February 4, 2012 Print Email | Ireland aims for clean sweep
Hopes to overcome the pressure in Six Nations Grand Slam
Posted by Agencies at 07:34 AM GMT on Mar 19, 2009 | LONDON (AFP): Ireland has been haunted by the weight of history in recent weeks, as it chases a Six Nations Grand Slam.
Victory over Wales in Saturday's Championship finale in Cardiff would see Ireland complete its first clean sweep since 1948.
During the intervening 61 years there have been several occasions where Ireland have come close to having a perfect tournament.
The current side, captained by Brian O'Driscoll, contains several members of Ireland's so-called 'golden generation' but for all of them Grand Slam heartache has become a common occurrence.
In 2007, it beat the other Home Nations and Italy. But the team was undone in Dublin by Vincent Clerc's last-gasp try, which sealed a dramatic 20-17 win for France.
The year before witnessed another Triple Crown, the title awarded when one of the Home Nations beats all the others in a single Six Nations season, and a win over the Azzurri but France again prevented a perfect Championship for Ireland with a 43-31 second round win in Paris.
But even that wasn't as painful as the 2003 Grand Slam decider against England in Dublin.
Home hopes were high but England, who later that year would see captain Martin Johnson, now their manager, lift the World Cup, won by the crushing margin of 42-6 and Ireland's ability to cope with pressure was again called into question.
And yet for many Ireland fans the one that really 'got away' was in 2001.
Ireland had won its first two games, which included a 22-15 triumph over France in Paris, before an outbreak of the foot-and-mouth livestock disease in Britain led to a postponement of the tournament.
When the Championship resumed in October, Ireland was humbled 32-10 by Scotland, a loss made all the more inexplicable by their subsequent wins over Wales and England.
Not that the Ireland team of the 21st Century has been alone in its inability to match the achievements of their 1948 predecessors.
In 1985, when the tournament was still the Five Nations, they missed out on a Slam by the narrowest of margins after a 15-15 draw with France. But Ireland did have the consolation of winning the Championship, something that has eluded it for the past 24 years.

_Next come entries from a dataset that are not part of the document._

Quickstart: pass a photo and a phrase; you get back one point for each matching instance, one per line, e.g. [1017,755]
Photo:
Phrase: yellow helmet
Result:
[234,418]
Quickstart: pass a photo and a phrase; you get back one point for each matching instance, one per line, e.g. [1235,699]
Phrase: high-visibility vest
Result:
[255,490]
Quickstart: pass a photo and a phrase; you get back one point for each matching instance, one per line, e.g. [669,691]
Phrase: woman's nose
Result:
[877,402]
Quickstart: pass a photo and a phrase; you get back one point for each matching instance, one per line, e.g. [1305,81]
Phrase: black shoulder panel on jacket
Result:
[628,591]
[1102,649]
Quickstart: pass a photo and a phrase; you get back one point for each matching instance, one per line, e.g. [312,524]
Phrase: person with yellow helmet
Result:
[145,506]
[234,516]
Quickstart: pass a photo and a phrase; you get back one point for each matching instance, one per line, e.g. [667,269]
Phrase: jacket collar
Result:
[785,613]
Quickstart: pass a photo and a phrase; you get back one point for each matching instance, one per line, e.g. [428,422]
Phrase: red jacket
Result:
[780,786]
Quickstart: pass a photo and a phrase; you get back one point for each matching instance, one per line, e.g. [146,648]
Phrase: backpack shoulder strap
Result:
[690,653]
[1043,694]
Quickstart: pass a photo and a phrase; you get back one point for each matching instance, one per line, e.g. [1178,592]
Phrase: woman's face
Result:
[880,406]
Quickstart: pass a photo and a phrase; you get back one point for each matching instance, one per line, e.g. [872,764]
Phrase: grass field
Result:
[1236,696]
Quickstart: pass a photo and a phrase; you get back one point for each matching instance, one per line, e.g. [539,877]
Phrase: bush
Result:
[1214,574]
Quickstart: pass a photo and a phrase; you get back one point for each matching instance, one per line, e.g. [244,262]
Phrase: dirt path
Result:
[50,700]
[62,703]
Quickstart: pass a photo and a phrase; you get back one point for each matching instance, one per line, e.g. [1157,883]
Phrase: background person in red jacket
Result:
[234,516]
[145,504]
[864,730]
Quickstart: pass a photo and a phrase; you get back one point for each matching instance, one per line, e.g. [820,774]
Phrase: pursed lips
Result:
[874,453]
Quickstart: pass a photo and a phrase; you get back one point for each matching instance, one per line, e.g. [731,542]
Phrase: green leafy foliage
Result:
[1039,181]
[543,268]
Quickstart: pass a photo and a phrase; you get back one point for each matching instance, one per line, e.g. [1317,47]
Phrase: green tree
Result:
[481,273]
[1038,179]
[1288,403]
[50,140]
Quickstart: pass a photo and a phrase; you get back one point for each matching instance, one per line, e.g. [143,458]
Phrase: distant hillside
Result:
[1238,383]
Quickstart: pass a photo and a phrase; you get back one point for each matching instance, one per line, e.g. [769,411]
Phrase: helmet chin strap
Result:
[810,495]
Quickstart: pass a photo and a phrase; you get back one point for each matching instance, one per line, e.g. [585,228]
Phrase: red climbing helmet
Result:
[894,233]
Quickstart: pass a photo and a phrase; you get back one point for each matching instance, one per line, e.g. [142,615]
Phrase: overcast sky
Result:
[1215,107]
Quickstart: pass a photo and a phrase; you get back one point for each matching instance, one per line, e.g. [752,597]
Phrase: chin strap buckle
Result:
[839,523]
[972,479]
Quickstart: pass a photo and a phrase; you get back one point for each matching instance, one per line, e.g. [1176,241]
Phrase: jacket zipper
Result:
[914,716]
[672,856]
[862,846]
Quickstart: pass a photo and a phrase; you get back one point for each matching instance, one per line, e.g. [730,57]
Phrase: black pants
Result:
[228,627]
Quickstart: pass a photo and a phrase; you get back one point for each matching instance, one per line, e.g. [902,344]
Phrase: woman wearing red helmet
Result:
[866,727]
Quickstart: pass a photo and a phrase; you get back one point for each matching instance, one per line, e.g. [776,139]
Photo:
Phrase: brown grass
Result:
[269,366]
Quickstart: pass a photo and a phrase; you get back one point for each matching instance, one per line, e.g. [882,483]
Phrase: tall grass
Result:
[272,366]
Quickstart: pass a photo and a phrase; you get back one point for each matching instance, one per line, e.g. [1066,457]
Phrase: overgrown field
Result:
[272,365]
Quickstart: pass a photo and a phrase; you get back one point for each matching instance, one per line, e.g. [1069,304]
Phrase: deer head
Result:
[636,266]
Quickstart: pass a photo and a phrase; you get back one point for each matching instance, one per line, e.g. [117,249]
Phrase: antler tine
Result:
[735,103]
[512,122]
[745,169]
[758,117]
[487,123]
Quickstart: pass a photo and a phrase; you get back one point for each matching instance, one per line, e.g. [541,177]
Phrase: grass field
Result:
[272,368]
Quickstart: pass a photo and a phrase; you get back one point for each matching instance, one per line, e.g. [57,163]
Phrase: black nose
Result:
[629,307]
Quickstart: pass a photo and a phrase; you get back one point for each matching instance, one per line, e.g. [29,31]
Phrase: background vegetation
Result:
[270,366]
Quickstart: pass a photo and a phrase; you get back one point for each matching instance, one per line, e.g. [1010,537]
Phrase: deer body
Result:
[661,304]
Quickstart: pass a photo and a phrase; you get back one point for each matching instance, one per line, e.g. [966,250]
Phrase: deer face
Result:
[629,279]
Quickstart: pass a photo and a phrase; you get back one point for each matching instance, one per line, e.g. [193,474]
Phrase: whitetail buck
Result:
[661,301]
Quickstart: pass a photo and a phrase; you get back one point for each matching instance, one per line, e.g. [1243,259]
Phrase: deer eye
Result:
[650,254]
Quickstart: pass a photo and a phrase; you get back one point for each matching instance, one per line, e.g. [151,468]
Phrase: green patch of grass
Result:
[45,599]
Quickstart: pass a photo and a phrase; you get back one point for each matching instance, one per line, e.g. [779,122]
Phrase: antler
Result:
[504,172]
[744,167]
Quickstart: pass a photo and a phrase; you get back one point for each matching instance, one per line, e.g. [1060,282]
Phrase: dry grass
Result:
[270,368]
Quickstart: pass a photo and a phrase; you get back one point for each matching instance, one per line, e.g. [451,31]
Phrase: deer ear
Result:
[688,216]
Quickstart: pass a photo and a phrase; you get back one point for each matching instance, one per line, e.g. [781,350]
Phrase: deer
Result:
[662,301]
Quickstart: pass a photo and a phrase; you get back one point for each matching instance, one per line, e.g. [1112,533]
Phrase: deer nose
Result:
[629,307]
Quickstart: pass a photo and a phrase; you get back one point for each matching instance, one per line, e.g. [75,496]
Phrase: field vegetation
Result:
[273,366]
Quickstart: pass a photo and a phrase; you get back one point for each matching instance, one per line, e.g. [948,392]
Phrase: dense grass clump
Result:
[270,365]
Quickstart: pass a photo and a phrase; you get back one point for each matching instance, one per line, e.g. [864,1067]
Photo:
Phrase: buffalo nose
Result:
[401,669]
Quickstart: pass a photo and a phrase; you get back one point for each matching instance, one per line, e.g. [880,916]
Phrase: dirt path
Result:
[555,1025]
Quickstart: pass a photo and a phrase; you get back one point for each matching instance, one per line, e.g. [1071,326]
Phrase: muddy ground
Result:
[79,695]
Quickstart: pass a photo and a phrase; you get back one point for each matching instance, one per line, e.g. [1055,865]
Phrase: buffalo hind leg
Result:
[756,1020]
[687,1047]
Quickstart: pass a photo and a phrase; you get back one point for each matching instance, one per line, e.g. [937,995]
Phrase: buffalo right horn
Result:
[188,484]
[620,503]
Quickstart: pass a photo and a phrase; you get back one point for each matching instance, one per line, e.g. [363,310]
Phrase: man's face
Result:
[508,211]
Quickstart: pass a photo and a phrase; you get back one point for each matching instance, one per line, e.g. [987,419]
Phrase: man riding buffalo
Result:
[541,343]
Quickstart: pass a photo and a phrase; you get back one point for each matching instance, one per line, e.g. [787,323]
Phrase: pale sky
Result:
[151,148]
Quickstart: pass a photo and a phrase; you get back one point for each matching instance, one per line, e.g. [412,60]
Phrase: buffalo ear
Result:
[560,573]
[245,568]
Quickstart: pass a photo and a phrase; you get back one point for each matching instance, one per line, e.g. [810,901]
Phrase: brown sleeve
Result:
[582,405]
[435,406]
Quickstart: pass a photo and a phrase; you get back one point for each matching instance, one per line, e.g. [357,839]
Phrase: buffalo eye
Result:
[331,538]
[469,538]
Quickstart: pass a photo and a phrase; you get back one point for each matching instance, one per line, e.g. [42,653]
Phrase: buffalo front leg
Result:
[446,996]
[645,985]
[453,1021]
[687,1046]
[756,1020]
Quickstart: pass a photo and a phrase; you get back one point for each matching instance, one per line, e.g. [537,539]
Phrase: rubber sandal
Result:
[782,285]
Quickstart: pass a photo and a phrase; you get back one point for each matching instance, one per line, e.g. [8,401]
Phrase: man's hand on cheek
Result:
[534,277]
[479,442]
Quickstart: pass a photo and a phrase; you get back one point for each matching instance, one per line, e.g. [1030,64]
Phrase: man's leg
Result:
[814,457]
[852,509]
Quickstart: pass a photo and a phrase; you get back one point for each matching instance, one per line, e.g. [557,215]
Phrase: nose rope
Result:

Three years earlier, Ireland had a perfect played three won three record when it travelled to Paris only to lose 22-9 on the final weekend.
An Ireland team featuring two of the country's greatest players in centre Mike Gibson and lock Willie John McBride won its first two matches of the 1972 Five Nations.
But the refusal of Scotland and Wales to travel to Dublin because of terror threats meant the Championship was never completed and Ireland was left to think of what might have been.
The 1960s were a largely fallow period for Irish rugby. But they threatened to end with a flourish when, in 1969, Ireland won its first three matches only to lose 24-11 in Cardiff in a fixture now best remembered for a punch by Wales captain Brian Price which felled Noel Murphy.
In the years after the Second World War, the Triple Crown had a lustre it now lacks. So rather than mourn the loss of back-to-back Slams, a 1949 season where Ireland's only defeat was against France was celebrated.
The Grand Slam beckoned again in 1951 only for a 3-3 final round draw against Wales in Cardiff to dash Irish dreams, a scoreline, whatever else happens, unlikely to be repeated this weekend.